Le député honoraire Nsingi Pululu Cerveau Pitshou se distingue en critiquant ouvertement le régime de Félix Tshisekedi, plaidant pour un changement radical de la Constitution, au lieu de se positionner derrière lui. Si le Président de la République arrive à la fin de son mandat sans organiser les élections, il devrait être arrêté. Les autres chefs des institutions politiques pourraient également être poursuivis, avec confiscation de leurs biens au profit du Trésor public.
Dans sa « Constitution du peuple », Nsingi Pululu propose de réduire le système politique à seulement deux partis.
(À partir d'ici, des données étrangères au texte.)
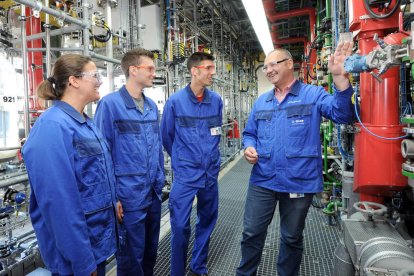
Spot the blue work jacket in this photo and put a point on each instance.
(286, 136)
(72, 201)
(136, 147)
(187, 127)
Il critique également les professeurs de droit, dont la majorité sont membres de l’Union sacrée, la plateforme politique du Président Tshisekedi, qu’il accuse de considérer la Constitution comme « un simple syllabus » et dont le rôle se limiterait à « aider le Président à rester au pouvoir ».
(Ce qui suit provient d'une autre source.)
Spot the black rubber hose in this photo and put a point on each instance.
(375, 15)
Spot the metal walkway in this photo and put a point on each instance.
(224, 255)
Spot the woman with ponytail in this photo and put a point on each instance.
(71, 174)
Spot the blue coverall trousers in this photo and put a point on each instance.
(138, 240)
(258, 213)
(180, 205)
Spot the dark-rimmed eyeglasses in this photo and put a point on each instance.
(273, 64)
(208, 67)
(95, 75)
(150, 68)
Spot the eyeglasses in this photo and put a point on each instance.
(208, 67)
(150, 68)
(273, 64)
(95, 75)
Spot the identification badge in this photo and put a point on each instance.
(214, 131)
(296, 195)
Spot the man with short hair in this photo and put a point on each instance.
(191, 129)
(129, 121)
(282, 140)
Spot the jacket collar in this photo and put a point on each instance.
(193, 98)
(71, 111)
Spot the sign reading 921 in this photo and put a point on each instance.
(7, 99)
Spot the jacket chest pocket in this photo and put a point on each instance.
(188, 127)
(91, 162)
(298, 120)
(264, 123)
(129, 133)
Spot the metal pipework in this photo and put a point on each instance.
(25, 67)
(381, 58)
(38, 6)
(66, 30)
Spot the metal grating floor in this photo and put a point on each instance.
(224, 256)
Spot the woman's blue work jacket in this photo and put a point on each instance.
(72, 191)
Nsingi Pululu est membre du conseil d’administration de la SNEL, faisant partie des personnes qui avaient combattu l’ancien Directeur général Fabrice Lusinde, réticent à céder à leurs demandes d’augmentation de salaires. C’est désormais au Président Tshisekedi de trancher sur sa position et de décider s’il doit être écarté de l’Union sacrée. Il fait partie des « enfants gâtés de la République », percevant un salaire mensuel de 22 000 dollars.
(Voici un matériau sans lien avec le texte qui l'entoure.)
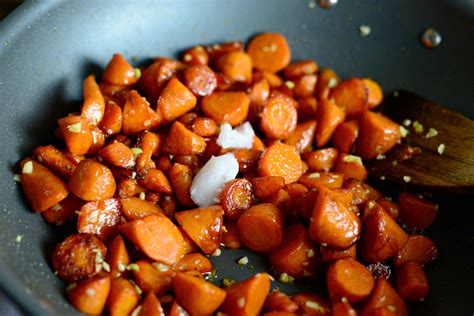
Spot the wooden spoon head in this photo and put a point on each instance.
(446, 140)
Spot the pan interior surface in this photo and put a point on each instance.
(48, 47)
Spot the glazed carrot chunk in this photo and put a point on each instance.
(197, 296)
(247, 297)
(236, 197)
(101, 218)
(41, 187)
(226, 107)
(303, 136)
(269, 52)
(415, 211)
(94, 104)
(351, 96)
(76, 133)
(123, 298)
(204, 226)
(119, 72)
(297, 255)
(418, 249)
(383, 295)
(281, 160)
(279, 116)
(331, 223)
(147, 234)
(377, 135)
(412, 284)
(90, 296)
(330, 116)
(261, 227)
(75, 258)
(350, 279)
(175, 100)
(92, 181)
Lorsqu’il demande au peuple de ne pas prêter l’oreille à quiconque qui appelle à changer la Constitution, il utilise cette mise en garde comme une manière de s’opposer au régime et à l’influence de l’Union sacrée. Il se présente ainsi comme « la seule personne crédible » pour guider le peuple dans cette initiative.
En conclusion, Nsingi Pululu se positionne comme un acteur central et controversé dans le débat sur la réforme constitutionnelle en RDC, mêlant opposition ouverte au régime et critiques des élites juridiques de l’Union sacrée. Sa démarche promet de continuer à alimenter le débat politique et médiatique dans le pays.